Our exploratory exposure analysis suggests that between tasks of different characteristic ventilation rate a predictive ventilatory model (RMSE = 4.9 L/min) may give a much better estimate of inhaled pollution (measured versus modelled intake R2 = 0.93) than time-weighted-average exposure (measured exposure concentration versus measured intake R2 = 0.53). For example, in studies that compare air pollution while driving to cycling you would expect to see substantial exposure misclassification if intake was not considered (44). If task is associated with ventilation rate then the ability to determine task in study populations could be useful. If task-specific models were developed they might be more precise. For large studies it would be useful to be able to classify common activities using wearable sensors (e.g. 45) eliminating the need for self-reported time-activity surveys.
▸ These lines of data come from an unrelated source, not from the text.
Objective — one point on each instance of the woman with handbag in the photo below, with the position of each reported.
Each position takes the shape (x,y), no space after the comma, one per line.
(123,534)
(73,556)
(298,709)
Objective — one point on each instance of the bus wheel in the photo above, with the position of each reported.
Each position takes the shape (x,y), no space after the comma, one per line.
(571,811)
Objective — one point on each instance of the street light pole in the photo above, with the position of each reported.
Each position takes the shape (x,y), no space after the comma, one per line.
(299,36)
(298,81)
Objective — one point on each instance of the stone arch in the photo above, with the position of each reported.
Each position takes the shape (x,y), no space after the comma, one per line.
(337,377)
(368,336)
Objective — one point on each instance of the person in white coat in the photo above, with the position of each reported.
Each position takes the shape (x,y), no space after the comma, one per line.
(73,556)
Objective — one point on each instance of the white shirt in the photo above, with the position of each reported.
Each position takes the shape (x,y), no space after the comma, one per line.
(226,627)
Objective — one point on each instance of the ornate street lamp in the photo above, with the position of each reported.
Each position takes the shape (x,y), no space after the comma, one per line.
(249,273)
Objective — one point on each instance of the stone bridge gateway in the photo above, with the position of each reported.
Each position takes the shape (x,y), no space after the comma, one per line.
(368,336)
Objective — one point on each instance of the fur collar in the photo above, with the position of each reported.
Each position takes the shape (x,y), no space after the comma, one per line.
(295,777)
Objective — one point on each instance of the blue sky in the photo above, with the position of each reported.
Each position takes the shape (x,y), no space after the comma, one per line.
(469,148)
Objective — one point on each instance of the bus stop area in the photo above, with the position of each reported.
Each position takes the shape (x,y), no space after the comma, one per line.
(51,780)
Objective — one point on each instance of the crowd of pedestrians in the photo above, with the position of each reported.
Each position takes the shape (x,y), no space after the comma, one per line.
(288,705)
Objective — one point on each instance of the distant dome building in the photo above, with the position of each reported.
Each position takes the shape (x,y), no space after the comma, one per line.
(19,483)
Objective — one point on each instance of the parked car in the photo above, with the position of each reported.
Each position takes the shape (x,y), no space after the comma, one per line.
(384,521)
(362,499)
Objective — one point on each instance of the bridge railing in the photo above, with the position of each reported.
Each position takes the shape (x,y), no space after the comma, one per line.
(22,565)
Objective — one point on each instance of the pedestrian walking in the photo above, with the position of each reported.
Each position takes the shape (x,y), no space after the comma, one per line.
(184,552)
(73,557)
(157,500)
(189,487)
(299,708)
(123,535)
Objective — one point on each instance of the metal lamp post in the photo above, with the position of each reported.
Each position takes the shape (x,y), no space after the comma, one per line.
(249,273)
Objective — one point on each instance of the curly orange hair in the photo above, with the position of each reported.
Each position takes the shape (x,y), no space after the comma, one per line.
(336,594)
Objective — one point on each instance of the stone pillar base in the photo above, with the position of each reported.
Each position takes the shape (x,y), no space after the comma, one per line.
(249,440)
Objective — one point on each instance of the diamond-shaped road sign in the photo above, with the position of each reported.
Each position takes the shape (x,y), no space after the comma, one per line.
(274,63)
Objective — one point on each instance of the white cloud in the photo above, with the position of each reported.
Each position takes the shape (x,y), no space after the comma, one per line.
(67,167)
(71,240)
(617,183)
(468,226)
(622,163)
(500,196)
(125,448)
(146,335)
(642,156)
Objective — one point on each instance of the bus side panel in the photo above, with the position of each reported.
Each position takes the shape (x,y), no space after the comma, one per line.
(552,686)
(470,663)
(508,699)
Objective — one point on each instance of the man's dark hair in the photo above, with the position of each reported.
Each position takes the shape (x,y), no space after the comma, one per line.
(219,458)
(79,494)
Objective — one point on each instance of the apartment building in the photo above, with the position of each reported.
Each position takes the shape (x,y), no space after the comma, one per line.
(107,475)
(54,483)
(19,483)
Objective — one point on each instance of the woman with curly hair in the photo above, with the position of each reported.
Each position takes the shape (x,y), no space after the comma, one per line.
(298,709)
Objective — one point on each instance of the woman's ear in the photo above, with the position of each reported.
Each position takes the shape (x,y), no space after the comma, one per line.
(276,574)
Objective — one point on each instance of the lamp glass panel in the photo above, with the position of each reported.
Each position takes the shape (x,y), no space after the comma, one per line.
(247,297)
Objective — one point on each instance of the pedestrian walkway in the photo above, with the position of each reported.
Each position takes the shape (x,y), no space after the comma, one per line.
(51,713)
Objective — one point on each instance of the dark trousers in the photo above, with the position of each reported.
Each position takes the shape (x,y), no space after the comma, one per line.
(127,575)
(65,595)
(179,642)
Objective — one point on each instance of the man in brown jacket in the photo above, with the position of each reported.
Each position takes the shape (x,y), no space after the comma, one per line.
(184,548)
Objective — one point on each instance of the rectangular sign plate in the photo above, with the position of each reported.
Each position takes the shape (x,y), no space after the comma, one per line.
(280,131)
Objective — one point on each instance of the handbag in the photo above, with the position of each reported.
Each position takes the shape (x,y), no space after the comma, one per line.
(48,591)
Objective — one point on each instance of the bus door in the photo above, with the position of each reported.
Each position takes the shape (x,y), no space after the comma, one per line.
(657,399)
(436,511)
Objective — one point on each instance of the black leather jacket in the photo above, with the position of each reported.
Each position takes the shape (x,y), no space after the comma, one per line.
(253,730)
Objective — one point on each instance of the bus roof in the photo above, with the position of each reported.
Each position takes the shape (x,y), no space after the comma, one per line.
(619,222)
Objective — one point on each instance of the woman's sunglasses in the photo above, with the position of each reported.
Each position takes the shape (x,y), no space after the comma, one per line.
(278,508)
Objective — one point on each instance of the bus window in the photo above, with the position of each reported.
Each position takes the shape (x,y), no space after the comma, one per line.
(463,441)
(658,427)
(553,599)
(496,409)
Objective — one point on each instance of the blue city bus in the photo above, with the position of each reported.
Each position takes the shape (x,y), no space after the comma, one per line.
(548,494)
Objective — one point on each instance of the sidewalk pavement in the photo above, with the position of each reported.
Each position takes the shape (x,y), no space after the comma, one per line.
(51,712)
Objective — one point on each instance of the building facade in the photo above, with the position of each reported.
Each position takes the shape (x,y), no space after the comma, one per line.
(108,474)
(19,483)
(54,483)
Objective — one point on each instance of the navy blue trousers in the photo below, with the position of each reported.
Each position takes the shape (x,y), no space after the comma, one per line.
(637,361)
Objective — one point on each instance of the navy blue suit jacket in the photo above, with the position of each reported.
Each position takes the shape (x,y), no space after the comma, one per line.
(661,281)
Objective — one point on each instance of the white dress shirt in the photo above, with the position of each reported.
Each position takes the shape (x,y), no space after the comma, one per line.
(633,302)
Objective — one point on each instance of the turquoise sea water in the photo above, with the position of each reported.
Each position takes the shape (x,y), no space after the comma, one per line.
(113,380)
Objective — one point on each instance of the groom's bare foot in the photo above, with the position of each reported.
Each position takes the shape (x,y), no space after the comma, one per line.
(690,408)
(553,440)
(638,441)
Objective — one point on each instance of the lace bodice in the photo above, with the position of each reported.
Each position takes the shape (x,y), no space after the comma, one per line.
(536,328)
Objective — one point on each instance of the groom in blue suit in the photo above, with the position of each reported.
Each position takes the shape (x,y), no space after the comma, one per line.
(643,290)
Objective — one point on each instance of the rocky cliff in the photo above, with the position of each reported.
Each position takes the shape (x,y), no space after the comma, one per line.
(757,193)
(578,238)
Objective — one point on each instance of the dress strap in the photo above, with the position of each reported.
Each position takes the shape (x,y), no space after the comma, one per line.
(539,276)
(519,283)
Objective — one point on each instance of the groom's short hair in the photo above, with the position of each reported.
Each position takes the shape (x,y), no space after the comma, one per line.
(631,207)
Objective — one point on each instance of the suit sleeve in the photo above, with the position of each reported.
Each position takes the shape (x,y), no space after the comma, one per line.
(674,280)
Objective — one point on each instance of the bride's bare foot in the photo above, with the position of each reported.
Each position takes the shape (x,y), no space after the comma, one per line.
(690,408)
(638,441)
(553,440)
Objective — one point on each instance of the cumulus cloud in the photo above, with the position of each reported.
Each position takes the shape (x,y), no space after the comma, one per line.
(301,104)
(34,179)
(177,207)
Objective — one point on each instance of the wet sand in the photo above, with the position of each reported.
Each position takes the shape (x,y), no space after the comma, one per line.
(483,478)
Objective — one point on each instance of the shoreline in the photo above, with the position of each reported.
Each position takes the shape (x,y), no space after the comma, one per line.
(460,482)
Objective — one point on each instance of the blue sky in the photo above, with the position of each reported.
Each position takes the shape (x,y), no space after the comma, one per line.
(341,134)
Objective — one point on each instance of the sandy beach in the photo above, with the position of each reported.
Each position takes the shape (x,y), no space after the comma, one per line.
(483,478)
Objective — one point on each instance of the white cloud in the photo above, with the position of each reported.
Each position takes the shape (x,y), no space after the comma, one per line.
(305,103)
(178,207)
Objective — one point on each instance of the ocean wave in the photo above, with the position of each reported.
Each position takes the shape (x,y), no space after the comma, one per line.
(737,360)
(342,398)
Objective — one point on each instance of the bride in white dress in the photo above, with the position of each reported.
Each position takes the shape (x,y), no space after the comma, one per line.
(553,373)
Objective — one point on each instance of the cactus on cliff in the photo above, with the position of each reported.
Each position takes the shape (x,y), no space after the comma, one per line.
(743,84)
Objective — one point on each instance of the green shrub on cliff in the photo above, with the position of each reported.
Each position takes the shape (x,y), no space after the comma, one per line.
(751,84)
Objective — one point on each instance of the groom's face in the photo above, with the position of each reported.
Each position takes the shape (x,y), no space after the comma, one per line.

Within task there is a stronger linear relationship between measured intake and exposure (R2 0.73 to 0.97) than between tasks, suggesting that predictive ventilatory models are less likely to be useful for tasks associated with more heterogeneous ventilation rates.

In conclusion, we developed and validated a set of models designed to predict ventilation rate from heart rate for everyday activities. We showed that cross-validation approaches, which rely on the same data used to train models, may over-estimate predictive ability. We found the best models contained a resting heart rate variable and specific combinations of variables describing subject’s size, age and sex also improved performance. Finally, we compared exposure data against measured and predicted intake data to demonstrate how their relationships may vary between micro-environments. Future work could focus on exploring the relationships between exposure, inhaled dose and health effects.